Here, certainly, we have questions of religion!
Shakspere's genius has known how to transport these most important
questions of his time, away from the shrill contact with contemporary
disputes, into the harmonious domain of the Muses. He, and his friends
and patrons, did not look upon the subjects discussed in this tragedy
with the passionless, indifferent eyes of our century. Many men, no
doubt, were filled with the thought, to which Bacon soon gave a
scientific form, that the human mind can only make true progress if
it turns towards the inquiry into Nature, keeping far away from the
hampering influence of transcendental dogmas.
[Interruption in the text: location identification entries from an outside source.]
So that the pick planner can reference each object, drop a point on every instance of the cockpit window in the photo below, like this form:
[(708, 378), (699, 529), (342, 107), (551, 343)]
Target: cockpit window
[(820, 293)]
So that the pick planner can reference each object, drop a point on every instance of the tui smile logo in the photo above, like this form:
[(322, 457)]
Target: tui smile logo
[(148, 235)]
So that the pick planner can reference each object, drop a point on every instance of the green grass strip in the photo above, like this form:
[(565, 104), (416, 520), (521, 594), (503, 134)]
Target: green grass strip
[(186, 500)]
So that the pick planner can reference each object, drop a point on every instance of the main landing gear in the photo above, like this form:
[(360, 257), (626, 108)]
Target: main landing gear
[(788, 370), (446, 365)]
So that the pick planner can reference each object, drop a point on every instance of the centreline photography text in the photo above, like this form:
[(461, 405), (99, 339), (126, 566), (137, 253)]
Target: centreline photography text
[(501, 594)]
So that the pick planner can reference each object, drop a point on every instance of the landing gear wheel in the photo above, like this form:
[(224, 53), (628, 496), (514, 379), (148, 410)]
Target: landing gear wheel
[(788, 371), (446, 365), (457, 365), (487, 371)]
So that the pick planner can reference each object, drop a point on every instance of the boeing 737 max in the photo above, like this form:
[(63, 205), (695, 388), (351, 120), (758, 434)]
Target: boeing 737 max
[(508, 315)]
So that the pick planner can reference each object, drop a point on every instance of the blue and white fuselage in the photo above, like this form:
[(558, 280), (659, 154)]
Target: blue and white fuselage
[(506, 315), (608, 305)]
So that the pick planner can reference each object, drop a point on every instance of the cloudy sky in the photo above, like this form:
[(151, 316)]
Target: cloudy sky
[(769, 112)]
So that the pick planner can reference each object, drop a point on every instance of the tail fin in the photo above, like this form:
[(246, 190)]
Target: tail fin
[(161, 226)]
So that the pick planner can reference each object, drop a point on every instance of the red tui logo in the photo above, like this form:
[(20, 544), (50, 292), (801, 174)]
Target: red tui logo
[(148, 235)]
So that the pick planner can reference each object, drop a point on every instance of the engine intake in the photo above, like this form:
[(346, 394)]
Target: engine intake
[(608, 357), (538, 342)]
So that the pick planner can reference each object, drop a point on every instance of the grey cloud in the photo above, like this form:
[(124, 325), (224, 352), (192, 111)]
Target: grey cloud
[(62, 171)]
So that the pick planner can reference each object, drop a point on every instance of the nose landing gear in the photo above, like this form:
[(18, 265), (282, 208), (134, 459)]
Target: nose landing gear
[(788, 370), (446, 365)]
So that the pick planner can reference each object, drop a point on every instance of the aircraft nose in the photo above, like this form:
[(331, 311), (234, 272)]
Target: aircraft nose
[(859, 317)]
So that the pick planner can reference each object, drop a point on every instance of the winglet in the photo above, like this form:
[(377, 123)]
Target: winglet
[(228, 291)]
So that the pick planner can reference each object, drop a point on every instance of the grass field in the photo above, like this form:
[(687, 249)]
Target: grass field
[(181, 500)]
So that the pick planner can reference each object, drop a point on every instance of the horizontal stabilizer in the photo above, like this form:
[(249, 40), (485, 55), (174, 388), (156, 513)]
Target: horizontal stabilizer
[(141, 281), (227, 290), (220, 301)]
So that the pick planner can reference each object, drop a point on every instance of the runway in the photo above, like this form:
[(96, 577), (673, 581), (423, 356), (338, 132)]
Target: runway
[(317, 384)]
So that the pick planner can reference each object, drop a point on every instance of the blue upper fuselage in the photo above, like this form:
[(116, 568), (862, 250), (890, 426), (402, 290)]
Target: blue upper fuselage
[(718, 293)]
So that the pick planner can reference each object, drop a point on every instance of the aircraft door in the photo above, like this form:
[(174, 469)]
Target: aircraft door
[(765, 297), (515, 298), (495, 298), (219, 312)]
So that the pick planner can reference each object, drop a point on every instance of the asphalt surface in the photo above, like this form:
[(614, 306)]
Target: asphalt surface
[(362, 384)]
The liberal, intellectual
tendencies of the Reformation were not yet fettered in England with
the new dogmatic strait waistcoat of a narrow-minded, melancholy sect.
And Shakspere's views, which he has embodied in 'Hamlet,' were not in
divinatory advance of his age; they were easily comprehensible to the
best of his time.
Our chief argument will be contained in the chapter in which we shall
hear Shakspere's adversaries launch out furiously against the tendency
of this drama. Meanwhile, we will exhaust the course of its action.
Hamlet has already come very near to that point of view where Reason
at last ceases to guide his conduct, and where he becomes convinced that
indiscretion often is of better service than deep planning.